NEON/SVE2 SIMD Engine は、2つのコアでの共用のようです。4コアだと、2つの NEON/SVE2 SIMD Engine。1コアだけであれば、1つのNEON/SVE2 SIMD Engineを占有できるようです。
Cortex-A35 に対して、ML性能が10倍で、スカラー性能は33%アップのようです。
Cache に関しては、
- L1 I-Cache/D-Cache : 32KB or 64KB
- L2 Cache : オプショナルで、128KB 192KB, 256KB, 384KB, 512KB
- L3 Cache : サポートしていません
Bus Interface は、AMBA AXI5 で、ACPもサポートしていません。
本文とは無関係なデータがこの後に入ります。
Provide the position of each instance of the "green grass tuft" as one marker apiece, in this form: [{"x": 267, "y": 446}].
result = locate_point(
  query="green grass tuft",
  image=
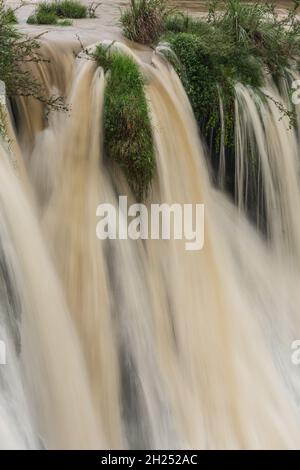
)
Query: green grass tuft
[
  {"x": 127, "y": 129},
  {"x": 9, "y": 16},
  {"x": 65, "y": 22},
  {"x": 143, "y": 20}
]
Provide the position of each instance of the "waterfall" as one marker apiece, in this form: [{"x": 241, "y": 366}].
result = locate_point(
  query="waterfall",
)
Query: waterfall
[{"x": 141, "y": 344}]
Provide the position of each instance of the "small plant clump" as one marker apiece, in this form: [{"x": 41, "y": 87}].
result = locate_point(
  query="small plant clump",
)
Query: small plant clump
[
  {"x": 128, "y": 137},
  {"x": 17, "y": 50},
  {"x": 10, "y": 16},
  {"x": 58, "y": 12},
  {"x": 143, "y": 21},
  {"x": 235, "y": 43}
]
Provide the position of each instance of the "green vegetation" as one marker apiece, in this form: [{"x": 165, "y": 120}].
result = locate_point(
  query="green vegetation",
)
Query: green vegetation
[
  {"x": 143, "y": 20},
  {"x": 17, "y": 50},
  {"x": 10, "y": 16},
  {"x": 51, "y": 13},
  {"x": 237, "y": 42},
  {"x": 127, "y": 130}
]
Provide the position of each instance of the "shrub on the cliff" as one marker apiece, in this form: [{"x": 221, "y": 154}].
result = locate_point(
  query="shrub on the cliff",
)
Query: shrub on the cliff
[
  {"x": 127, "y": 129},
  {"x": 10, "y": 16},
  {"x": 17, "y": 50},
  {"x": 236, "y": 42},
  {"x": 143, "y": 21}
]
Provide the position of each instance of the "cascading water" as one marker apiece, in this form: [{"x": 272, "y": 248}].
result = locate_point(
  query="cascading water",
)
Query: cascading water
[{"x": 142, "y": 344}]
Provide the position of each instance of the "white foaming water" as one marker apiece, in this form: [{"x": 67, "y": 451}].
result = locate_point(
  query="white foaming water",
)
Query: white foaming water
[{"x": 142, "y": 344}]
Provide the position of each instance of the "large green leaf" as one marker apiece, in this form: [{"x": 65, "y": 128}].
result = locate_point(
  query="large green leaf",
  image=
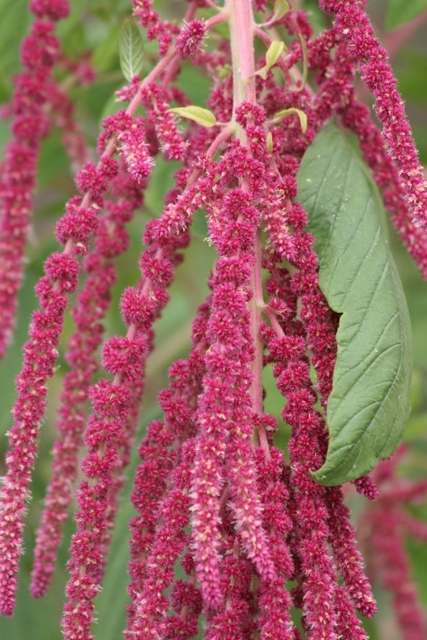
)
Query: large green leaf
[
  {"x": 370, "y": 400},
  {"x": 401, "y": 11}
]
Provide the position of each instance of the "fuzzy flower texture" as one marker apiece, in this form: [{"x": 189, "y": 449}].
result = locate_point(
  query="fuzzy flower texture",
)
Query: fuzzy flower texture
[{"x": 231, "y": 538}]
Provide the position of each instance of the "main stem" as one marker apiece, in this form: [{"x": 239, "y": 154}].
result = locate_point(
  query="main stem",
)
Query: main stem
[{"x": 242, "y": 28}]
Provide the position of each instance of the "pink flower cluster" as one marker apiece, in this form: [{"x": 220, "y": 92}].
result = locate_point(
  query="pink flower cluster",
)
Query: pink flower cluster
[{"x": 255, "y": 539}]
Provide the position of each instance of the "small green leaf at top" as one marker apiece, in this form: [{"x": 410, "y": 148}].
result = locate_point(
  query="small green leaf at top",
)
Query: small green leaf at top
[
  {"x": 274, "y": 52},
  {"x": 291, "y": 111},
  {"x": 401, "y": 11},
  {"x": 281, "y": 7},
  {"x": 370, "y": 399},
  {"x": 131, "y": 50},
  {"x": 204, "y": 117}
]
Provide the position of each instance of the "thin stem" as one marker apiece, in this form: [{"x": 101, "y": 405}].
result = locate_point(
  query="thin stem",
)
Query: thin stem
[{"x": 242, "y": 29}]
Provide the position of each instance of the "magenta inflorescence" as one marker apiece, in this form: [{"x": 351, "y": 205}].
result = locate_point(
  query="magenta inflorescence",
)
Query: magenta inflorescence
[{"x": 228, "y": 526}]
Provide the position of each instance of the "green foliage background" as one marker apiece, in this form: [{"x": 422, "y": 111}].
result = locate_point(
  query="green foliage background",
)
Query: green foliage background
[{"x": 95, "y": 25}]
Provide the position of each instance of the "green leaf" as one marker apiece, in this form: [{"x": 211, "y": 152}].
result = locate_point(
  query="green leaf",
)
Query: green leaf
[
  {"x": 370, "y": 400},
  {"x": 401, "y": 11},
  {"x": 203, "y": 117},
  {"x": 281, "y": 7},
  {"x": 131, "y": 49},
  {"x": 291, "y": 111},
  {"x": 274, "y": 52}
]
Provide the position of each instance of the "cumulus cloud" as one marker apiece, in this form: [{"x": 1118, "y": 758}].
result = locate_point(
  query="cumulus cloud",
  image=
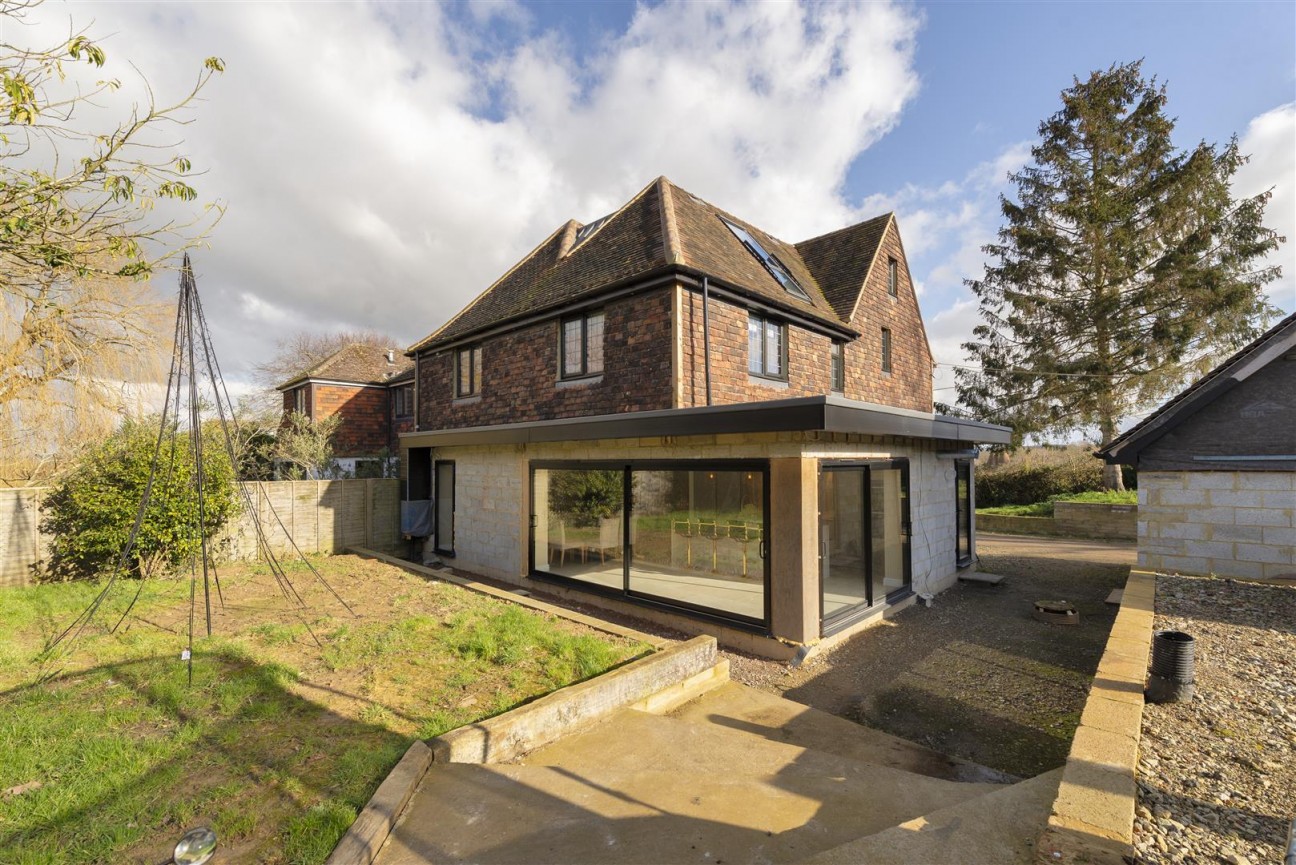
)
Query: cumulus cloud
[
  {"x": 1270, "y": 140},
  {"x": 382, "y": 164}
]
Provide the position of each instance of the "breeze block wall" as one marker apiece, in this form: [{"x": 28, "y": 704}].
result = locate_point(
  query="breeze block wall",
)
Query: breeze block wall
[
  {"x": 1237, "y": 524},
  {"x": 520, "y": 372}
]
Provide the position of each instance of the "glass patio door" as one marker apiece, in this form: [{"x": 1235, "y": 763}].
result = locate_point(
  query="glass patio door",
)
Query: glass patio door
[{"x": 863, "y": 538}]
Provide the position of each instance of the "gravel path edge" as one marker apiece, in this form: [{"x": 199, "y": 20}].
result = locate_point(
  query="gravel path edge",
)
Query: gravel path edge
[{"x": 1093, "y": 815}]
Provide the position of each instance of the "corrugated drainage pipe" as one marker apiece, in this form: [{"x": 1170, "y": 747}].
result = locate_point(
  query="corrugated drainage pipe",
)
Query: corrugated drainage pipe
[{"x": 1173, "y": 668}]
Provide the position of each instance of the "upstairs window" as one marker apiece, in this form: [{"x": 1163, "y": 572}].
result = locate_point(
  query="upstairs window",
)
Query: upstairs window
[
  {"x": 766, "y": 258},
  {"x": 767, "y": 348},
  {"x": 402, "y": 401},
  {"x": 581, "y": 346},
  {"x": 468, "y": 371}
]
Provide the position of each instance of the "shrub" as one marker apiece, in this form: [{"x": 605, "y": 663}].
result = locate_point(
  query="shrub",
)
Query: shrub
[
  {"x": 1037, "y": 483},
  {"x": 92, "y": 509}
]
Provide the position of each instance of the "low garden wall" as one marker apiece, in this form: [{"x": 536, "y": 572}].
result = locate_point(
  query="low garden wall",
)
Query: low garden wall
[
  {"x": 318, "y": 516},
  {"x": 1069, "y": 519}
]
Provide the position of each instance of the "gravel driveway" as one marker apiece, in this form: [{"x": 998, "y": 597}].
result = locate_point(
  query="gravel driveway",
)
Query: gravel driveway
[
  {"x": 1217, "y": 774},
  {"x": 975, "y": 676}
]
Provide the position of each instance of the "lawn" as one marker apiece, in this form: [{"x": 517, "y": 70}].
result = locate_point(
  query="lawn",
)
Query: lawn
[{"x": 293, "y": 719}]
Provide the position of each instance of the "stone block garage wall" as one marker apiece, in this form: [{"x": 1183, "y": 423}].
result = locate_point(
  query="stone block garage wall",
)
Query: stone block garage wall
[{"x": 1238, "y": 524}]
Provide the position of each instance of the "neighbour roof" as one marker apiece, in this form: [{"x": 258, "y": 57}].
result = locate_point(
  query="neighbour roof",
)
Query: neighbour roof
[
  {"x": 801, "y": 414},
  {"x": 355, "y": 363},
  {"x": 1274, "y": 343},
  {"x": 664, "y": 228}
]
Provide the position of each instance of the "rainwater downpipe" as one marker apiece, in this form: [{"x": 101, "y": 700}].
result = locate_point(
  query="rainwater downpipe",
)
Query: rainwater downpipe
[{"x": 706, "y": 339}]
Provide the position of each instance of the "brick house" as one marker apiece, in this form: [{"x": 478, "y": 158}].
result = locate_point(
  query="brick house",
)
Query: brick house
[
  {"x": 372, "y": 389},
  {"x": 1217, "y": 467},
  {"x": 669, "y": 411}
]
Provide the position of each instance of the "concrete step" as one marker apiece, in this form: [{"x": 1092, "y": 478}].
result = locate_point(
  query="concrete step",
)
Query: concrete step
[
  {"x": 998, "y": 828},
  {"x": 757, "y": 713}
]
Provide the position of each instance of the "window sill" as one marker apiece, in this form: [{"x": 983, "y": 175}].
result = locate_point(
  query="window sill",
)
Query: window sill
[
  {"x": 578, "y": 381},
  {"x": 780, "y": 384}
]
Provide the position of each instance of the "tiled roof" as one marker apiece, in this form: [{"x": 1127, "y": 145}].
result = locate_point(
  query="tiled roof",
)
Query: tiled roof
[
  {"x": 1181, "y": 406},
  {"x": 665, "y": 227},
  {"x": 840, "y": 261},
  {"x": 355, "y": 363}
]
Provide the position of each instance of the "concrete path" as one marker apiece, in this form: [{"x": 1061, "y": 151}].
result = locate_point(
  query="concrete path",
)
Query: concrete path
[
  {"x": 738, "y": 776},
  {"x": 1078, "y": 549}
]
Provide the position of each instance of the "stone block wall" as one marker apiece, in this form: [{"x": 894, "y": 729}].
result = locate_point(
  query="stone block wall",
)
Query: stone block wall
[
  {"x": 1093, "y": 520},
  {"x": 1238, "y": 524}
]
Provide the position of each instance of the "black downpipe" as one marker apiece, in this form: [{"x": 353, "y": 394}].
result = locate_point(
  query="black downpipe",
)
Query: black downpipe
[{"x": 706, "y": 339}]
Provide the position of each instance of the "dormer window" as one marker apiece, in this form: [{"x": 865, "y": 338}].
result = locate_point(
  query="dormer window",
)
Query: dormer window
[{"x": 771, "y": 263}]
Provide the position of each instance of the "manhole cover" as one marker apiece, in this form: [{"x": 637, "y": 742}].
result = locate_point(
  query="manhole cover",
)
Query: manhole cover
[{"x": 1056, "y": 612}]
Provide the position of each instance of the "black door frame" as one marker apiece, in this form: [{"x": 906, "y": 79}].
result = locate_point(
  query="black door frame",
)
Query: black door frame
[{"x": 850, "y": 615}]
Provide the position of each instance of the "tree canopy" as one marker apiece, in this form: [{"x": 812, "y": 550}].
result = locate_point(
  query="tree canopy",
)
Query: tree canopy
[
  {"x": 87, "y": 209},
  {"x": 1124, "y": 266}
]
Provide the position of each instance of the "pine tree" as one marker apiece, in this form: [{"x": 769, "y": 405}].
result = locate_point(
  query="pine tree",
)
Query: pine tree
[{"x": 1124, "y": 267}]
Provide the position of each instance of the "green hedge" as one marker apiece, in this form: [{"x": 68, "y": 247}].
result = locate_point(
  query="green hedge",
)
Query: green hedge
[{"x": 1030, "y": 484}]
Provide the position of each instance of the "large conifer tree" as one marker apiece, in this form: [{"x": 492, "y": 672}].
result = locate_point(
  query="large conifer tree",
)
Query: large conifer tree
[{"x": 1124, "y": 267}]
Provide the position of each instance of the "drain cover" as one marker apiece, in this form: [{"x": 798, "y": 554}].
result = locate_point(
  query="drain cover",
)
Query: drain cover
[{"x": 1056, "y": 612}]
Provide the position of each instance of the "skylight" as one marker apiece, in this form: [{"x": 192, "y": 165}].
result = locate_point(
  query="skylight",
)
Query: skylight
[
  {"x": 585, "y": 231},
  {"x": 766, "y": 258}
]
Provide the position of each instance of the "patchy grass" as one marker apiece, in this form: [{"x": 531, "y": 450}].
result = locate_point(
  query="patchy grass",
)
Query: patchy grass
[{"x": 292, "y": 720}]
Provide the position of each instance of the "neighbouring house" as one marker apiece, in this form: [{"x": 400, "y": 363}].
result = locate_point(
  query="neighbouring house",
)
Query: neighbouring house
[
  {"x": 372, "y": 389},
  {"x": 1217, "y": 467},
  {"x": 673, "y": 414}
]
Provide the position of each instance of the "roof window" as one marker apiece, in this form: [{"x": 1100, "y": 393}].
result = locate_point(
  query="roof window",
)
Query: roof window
[
  {"x": 766, "y": 258},
  {"x": 583, "y": 232}
]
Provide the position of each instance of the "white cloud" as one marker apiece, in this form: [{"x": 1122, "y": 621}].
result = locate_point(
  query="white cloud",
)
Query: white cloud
[
  {"x": 1270, "y": 140},
  {"x": 382, "y": 164}
]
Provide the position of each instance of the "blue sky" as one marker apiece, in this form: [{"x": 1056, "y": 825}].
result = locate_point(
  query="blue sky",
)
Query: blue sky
[{"x": 382, "y": 164}]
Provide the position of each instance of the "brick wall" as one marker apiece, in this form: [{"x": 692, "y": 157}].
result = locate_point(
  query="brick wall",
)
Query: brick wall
[
  {"x": 1238, "y": 524},
  {"x": 366, "y": 428},
  {"x": 909, "y": 385},
  {"x": 520, "y": 372},
  {"x": 910, "y": 381}
]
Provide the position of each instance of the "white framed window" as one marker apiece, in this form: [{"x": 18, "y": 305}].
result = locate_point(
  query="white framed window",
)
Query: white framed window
[
  {"x": 581, "y": 345},
  {"x": 468, "y": 371},
  {"x": 766, "y": 346}
]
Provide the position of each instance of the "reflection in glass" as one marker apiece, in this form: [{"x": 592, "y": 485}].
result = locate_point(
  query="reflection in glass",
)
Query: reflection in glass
[
  {"x": 578, "y": 524},
  {"x": 696, "y": 538}
]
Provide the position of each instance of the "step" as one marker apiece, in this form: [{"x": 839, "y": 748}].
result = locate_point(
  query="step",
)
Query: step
[
  {"x": 985, "y": 579},
  {"x": 998, "y": 828},
  {"x": 758, "y": 713}
]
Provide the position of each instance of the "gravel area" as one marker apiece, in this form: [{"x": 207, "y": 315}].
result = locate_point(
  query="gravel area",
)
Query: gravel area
[
  {"x": 1217, "y": 774},
  {"x": 975, "y": 676}
]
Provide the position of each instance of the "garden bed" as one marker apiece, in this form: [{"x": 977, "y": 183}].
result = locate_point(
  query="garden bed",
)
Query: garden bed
[{"x": 292, "y": 721}]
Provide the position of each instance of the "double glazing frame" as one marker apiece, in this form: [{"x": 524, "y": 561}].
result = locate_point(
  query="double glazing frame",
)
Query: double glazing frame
[{"x": 626, "y": 592}]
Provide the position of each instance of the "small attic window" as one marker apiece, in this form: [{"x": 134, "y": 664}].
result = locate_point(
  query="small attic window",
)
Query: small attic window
[
  {"x": 583, "y": 232},
  {"x": 766, "y": 258}
]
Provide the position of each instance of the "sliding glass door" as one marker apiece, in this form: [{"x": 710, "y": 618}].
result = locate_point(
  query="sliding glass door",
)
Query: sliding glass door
[
  {"x": 863, "y": 537},
  {"x": 683, "y": 534}
]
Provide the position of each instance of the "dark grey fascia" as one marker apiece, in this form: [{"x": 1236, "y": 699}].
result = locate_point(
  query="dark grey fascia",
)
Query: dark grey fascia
[{"x": 802, "y": 414}]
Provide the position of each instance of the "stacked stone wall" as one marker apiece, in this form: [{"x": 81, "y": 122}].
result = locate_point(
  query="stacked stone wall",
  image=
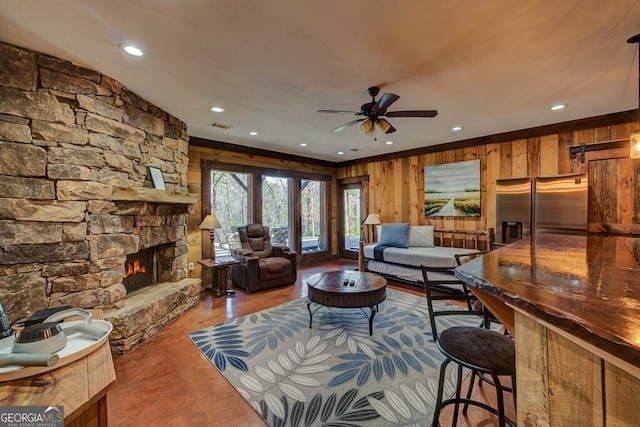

ということで、Data Cache 制御はソフトウェアでやらないといけなさそうです。
DSU-120T と一緒に使うようです。
DSU-120Tは、L3 Cache をサポートしますが、Cortex-A320 が L3 Cache をサポートしないので、L3 Cacheは使えません。
# Ethos-U85と一緒につかう
Ethos-U85 は、 Cortex-M85 のような32ビットCPUと一緒に使う想定でしたが、LLMでパラメータ数が10憶を超えて、32ビットでは足らなくなったので、64ビット対応のAシリーズにしたっぽいです。
A55やA35のアプリケーションをそのまま、A320に移植するのも簡単です。
おわりに
スマホではArm CPUやGPUは使われていますが、NPUに関しては各社独自開発しているので、Armの Ethosシリーズは使われていません。
Ethosシリーズは、IoT用として、LLMへの対応のために、CPUコアの方を変えてきたんですね。
とは言え、IoTにて、Cortex-A320 + Ethos-U85 を入れたチップって、結構、お高くなりそうですが、その点はどうなんでしょうかね。。。。